# Sample Integration Method Benchmarking

- **Creator**: Sebastian Birk (<sebastian.birk@helmholtz-munich.de>).
- **Affiliation:** Helmholtz Munich, Institute of Computational Biology (ICB), Talavera-López Lab
- **Date of Creation:** 20.01.2023
- **Date of Last Modification:** 26.04.2023

## 1. Setup

### 1.1 Import Libraries

In [None]:
%load_ext autoreload
%autoreload 2

In [None]:
import sys
sys.path.append("../../utils")

In [None]:
import argparse
import os
import pickle
import random
import warnings
from copy import deepcopy
from datetime import datetime

import anndata as ad
import matplotlib
import matplotlib.colors as colors
import matplotlib.pyplot as plt
import mlflow
import numpy as np
import pandas as pd
import plottable
import scanpy as sc
import scib
import scipy.sparse as sp
import scvi
import seaborn as sns
import squidpy as sq
import torch
from GraphST import GraphST
from matplotlib import gridspec
from matplotlib.pyplot import rc_context
from plottable import ColumnDefinition, Table
from plottable.cmap import normed_cmap
from plottable.formatters import tickcross
from plottable.plots import bar
from sklearn.decomposition import KernelPCA

from benchmarking_utils import *
from color_utils import *

### 1.2 Define Parameters

In [None]:
# Gene Program Mask
nichenet_keep_target_genes_ratio = 0.01
nichenet_max_n_target_genes_per_gp = 25344
include_mebocost_gps = True
mebocost_species = "mouse"
gp_filter_mode = "subset"
combine_overlap_gps = True
overlap_thresh_source_genes = 0.9
overlap_thresh_target_genes = 0.9
overlap_thresh_genes = 0.9

# Data
counts_key = "counts"
condition_key = "batch"
n_neighbors = 12
spatial_key = "spatial"
adj_key = "spatial_connectivities"
mapping_entity_key = "mapping_entity"
filter_genes = True
n_hvg = 2000
gp_targets_mask_key = "nichecompass_gp_targets"
gp_sources_mask_key = "nichecompass_gp_sources"
gp_names_key = "nichecompass_gp_names"

# Model
load_timestamp = "27032023_184359"
latent_key = "latent"

# Benchmarking
cell_type_key = "Main_molecular_cell_type"
spatial_knng_key = "nichecompass_spatial_knng"
latent_knng_key = "nichecompass_latent_knng"

# Other
random_seed = 0

### 1.3 Run Notebook Setup

In [None]:
sc.set_figure_params(figsize=(6, 6))
sns.set_style("whitegrid", {'axes.grid' : False})

In [None]:
# Ignore future warnings and user warnings
warnings.simplefilter(action="ignore", category=FutureWarning)
warnings.simplefilter(action="ignore", category=UserWarning)

In [None]:
# Get time of notebook execution for timestamping saved artifacts
now = datetime.now()
current_timestamp = now.strftime("%d%m%Y_%H%M%S")

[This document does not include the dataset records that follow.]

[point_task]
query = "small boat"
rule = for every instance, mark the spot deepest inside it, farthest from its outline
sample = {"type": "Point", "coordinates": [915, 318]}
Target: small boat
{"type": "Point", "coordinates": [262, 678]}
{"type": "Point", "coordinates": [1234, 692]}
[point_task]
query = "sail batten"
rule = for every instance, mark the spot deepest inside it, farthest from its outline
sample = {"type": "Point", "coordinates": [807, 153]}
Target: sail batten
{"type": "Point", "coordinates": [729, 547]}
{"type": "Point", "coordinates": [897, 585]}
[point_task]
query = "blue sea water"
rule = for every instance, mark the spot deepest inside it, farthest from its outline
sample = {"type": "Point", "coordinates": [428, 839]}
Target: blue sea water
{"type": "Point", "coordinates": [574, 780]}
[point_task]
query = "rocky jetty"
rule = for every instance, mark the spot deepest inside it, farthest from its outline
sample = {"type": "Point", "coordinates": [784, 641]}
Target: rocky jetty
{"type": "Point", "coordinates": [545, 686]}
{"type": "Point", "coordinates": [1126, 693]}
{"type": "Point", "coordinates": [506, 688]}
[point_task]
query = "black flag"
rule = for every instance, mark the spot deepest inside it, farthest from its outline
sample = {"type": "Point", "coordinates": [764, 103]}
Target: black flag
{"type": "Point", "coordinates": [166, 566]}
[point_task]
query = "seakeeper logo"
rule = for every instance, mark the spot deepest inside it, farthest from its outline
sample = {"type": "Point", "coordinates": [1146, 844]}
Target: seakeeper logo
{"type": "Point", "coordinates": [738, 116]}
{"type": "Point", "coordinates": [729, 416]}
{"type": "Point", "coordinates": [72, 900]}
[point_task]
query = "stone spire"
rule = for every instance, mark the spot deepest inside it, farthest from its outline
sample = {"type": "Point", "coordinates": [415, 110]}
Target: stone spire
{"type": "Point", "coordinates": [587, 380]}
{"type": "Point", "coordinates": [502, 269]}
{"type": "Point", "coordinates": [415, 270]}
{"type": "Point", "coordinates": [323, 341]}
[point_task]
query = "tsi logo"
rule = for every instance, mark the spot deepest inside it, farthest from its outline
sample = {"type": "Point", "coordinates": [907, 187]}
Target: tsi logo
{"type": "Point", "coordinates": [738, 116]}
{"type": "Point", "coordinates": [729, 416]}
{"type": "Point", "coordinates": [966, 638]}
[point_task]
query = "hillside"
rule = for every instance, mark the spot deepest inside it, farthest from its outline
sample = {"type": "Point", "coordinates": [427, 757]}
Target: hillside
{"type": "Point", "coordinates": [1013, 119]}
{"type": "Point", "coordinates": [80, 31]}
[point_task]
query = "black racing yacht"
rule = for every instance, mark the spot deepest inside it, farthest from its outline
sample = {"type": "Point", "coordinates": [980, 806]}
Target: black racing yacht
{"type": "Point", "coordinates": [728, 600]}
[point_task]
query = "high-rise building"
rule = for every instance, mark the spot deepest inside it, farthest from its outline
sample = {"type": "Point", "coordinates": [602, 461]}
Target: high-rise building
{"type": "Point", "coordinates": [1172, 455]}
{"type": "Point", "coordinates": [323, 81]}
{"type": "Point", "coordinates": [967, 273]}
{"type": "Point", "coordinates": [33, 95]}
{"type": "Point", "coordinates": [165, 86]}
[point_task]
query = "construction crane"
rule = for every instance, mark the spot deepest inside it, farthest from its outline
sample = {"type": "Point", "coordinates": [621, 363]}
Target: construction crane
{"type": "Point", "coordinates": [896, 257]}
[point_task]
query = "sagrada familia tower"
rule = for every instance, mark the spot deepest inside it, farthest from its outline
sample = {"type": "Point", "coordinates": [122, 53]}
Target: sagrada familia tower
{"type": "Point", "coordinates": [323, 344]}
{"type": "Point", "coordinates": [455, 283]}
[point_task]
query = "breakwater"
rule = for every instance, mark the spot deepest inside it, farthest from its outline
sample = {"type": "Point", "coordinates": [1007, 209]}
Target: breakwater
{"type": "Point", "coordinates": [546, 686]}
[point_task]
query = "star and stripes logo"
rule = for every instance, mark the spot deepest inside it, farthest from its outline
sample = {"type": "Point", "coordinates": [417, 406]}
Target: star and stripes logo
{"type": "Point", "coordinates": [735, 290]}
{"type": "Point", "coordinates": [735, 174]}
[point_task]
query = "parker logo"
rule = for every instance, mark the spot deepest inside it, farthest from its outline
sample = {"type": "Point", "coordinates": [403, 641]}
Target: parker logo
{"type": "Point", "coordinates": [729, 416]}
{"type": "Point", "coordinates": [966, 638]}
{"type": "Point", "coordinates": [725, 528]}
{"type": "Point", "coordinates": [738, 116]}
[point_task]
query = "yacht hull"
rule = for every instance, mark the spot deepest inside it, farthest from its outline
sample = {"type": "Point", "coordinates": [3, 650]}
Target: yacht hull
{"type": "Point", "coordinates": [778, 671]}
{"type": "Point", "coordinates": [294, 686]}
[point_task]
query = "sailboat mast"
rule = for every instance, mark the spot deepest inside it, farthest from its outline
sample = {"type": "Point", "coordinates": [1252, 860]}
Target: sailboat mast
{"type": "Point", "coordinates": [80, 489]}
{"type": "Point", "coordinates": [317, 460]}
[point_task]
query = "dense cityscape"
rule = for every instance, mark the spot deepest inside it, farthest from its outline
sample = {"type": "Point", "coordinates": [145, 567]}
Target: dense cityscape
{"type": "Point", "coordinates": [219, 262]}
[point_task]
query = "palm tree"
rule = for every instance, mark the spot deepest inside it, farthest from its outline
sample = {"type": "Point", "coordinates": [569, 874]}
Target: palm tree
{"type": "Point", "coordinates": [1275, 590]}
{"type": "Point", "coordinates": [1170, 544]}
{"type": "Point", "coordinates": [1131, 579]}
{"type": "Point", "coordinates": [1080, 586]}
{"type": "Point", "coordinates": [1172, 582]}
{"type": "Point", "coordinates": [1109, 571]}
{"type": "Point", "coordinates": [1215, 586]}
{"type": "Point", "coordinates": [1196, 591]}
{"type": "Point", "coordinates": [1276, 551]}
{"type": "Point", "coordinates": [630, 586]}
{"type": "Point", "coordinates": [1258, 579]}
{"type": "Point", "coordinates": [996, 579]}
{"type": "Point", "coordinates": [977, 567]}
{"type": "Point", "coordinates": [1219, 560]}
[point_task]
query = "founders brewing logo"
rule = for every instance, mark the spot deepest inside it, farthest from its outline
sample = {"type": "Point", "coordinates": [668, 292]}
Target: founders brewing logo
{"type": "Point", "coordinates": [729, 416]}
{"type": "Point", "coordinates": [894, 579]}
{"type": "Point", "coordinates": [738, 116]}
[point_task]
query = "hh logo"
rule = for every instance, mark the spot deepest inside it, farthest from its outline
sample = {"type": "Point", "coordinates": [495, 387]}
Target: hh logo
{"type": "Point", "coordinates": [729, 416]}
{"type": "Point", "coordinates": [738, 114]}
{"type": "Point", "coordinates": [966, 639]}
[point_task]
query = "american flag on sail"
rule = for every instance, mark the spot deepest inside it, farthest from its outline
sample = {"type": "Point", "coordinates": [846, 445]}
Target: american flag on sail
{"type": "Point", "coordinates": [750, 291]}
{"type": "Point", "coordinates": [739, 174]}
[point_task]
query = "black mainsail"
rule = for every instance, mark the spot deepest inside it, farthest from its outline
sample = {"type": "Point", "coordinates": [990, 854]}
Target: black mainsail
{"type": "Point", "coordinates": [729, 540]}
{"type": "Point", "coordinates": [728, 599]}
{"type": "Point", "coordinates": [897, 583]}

### 1.4 Configure Paths and Create Directories

In [None]:
# Define paths
figure_folder_path = f"../../figures/sample_integration_method_benchmarking/{current_timestamp}"
metric_artifacts_folder_path = f"../../artifacts/sample_integration_method_benchmarking/{load_timestamp}"
gp_data_folder_path = "../../datasets/gp_data" # gene program data
srt_data_folder_path = "../../datasets/srt_data" # spatially resolved transcriptomics data
srt_data_gold_folder_path = f"{srt_data_folder_path}/gold"
srt_data_results_folder_path = "../../datasets/srt_data/results/sample_integration_method_benchmarking" 
nichenet_ligand_target_mx_file_path = gp_data_folder_path + "/nichenet_ligand_target_matrix.csv"
omnipath_lr_interactions_file_path = gp_data_folder_path + "/omnipath_lr_interactions.csv"

# Create required directories
os.makedirs(figure_folder_path, exist_ok=True)
os.makedirs(metric_artifacts_folder_path, exist_ok=True)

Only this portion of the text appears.